STX Next is the right choice for enterprises wanting Python-native ML and AI engineering from a vendor with two decades of Python specialization and certified partnerships across all three major clouds..
Built and open-sourced DeepNext, an autonomous AI developer agent, and holds AWS Advanced Tier, Snowflake, Databricks, Azure, and Amazon Bedrock partnerships simultaneously.. Minimum engagement starts at Not published. Works best with clients in Financial Services, Manufacturing, Energy & Utilities, Healthcare, Retail/E-commerce.
Decision matrix: Grape Up vs STX Next
| Your situation | Recommended choice |
|---|---|
| You need full-ownership delivery on a defined project scope | Grape Up |
| You need a large dedicated team for an ongoing programme | Grape Up |
| Your budget is at the lower end | Compare: Grape Up (Not published) vs STX Next (Not published) |
| You need specialist depth in a specific vertical | STX Next |
| You need staff augmentation or team extension | STX Next |
| You need consulting before committing to a build | Grape Up |
Use case fit: Grape Up vs STX Next
| Use case | Grape Up fit | STX Next fit | Winner |
|---|---|---|---|
| Agentic AI workflow automation for enterprises | Strong | Limited | Grape Up |
| Generative-AI-powered legacy system modernization | Strong | Limited | Grape Up |
| Python-native ML pipeline development | Limited | Strong | STX Next |
| Multi-cloud MLOps using Databricks, Snowflake, and Bedrock | Limited | Strong | STX Next |
| Fixed-price build | Limited | Limited | Both equally |
| Staff augmentation | Limited | Limited | Both equally |
Verdict: Grape Up vs STX Next
Grape Up (4.0/5) is the stronger overall choice for most Machine Learning Development projects. Built its own productized platforms (Databoostr, Cloudboostr) alongside custom delivery — a hybrid product-plus-services model less common among pure consultancies on this list.. It is best for automotive and finance enterprises wanting agentic AI and generative-AI-powered legacy modernization delivered by an experienced cloud-native engineering firm..

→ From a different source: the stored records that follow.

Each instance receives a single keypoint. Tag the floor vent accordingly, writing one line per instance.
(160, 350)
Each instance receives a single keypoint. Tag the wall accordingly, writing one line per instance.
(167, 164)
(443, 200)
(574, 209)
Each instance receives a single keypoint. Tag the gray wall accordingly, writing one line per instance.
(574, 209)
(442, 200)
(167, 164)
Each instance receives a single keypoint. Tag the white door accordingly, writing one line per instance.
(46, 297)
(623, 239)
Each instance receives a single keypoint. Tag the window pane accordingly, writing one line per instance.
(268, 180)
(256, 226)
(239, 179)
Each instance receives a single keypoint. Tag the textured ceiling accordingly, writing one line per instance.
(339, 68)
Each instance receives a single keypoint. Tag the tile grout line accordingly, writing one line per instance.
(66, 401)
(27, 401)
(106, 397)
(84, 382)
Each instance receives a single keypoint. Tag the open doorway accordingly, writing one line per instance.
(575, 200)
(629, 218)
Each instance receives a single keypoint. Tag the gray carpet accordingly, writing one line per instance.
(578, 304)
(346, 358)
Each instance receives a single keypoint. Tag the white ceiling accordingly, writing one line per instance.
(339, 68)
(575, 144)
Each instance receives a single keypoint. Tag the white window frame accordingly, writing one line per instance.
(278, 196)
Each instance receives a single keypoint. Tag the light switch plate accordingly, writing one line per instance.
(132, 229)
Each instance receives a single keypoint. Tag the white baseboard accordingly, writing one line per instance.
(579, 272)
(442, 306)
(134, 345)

STX Next (4.0/5) is the better choice when enterprises wanting Python-native ML and AI engineering from a vendor with two decades of Python specialization and certified partnerships across all three major clouds.. If your situation matches those criteria, STX Next is a competitive option.
Related comparisons
Grape Up vs STX Next FAQ
Is Grape Up better than STX Next?
Grape Up (4.0/5) scores higher overall, but "better" depends on your use case. Grape Up is better for automotive and finance enterprises wanting agentic AI and generative-AI-powered legacy modernization delivered by an experienced cloud-native engineering firm.. STX Next is better for enterprises wanting Python-native ML and AI engineering from a vendor with two decades of Python specialization and certified partnerships across all three major clouds..
How do Grape Up and STX Next differ in pricing?

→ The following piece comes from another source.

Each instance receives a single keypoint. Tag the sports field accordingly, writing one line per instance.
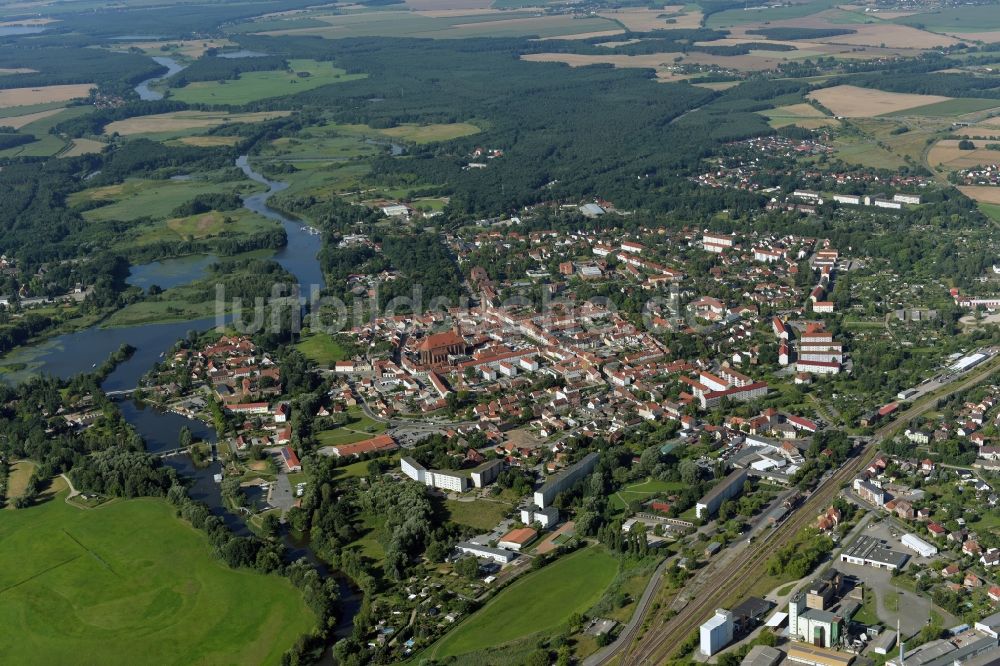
(252, 86)
(128, 583)
(538, 602)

Grape Up uses fixed project, dedicated team pricing with a minimum engagement of Not published. STX Next uses fixed project, dedicated team, staff augmentation pricing with a minimum engagement of Not published. Neither firm publishes a full rate card; a discovery call is required for project-specific quotes.
Which is better for enterprise: Grape Up or STX Next?

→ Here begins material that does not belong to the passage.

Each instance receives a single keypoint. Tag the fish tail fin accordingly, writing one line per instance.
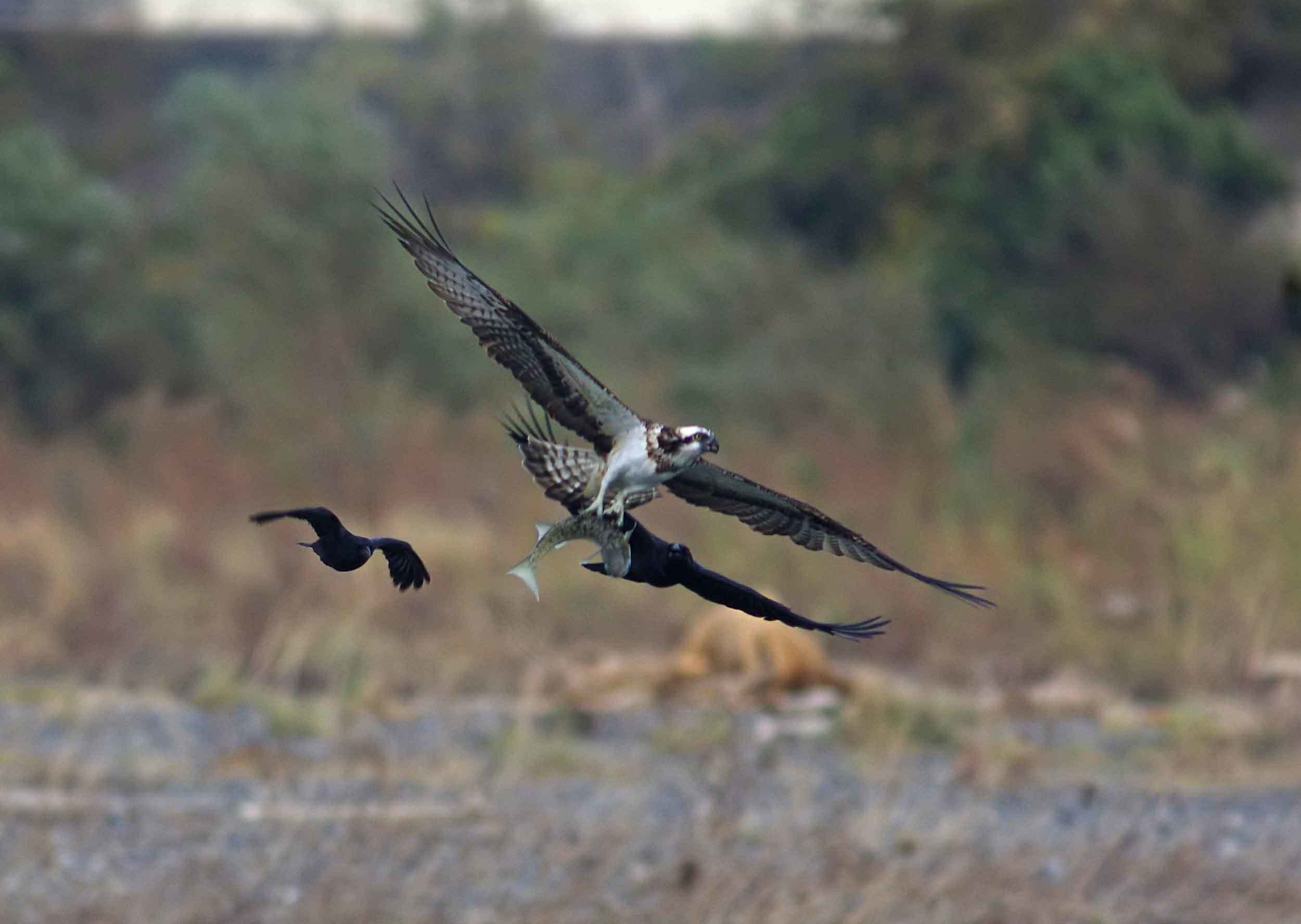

STX Next is the larger team and typically the better enterprise-scale choice. For very large programmes, verify team size and compliance coverage directly with each company before shortlisting.
What are the main differences between Grape Up and STX Next?
Grape Up's primary differentiator is: built its own productized platforms (databoostr, cloudboostr) alongside custom delivery — a hybrid product-plus-services model less common among pure consultancies on this list.. STX Next's primary differentiator is: built and open-sourced deepnext, an autonomous ai developer agent, and holds aws advanced tier, snowflake, databricks, azure, and amazon bedrock partnerships simultaneously.. They also differ in team size (Not disclosed vs 330), minimum engagement (Not published vs Not published), and primary industries served (Automotive, Financial Services vs Financial Services, Manufacturing).
Last reviewed: July 2026. Verify all details directly with each company before making a decision.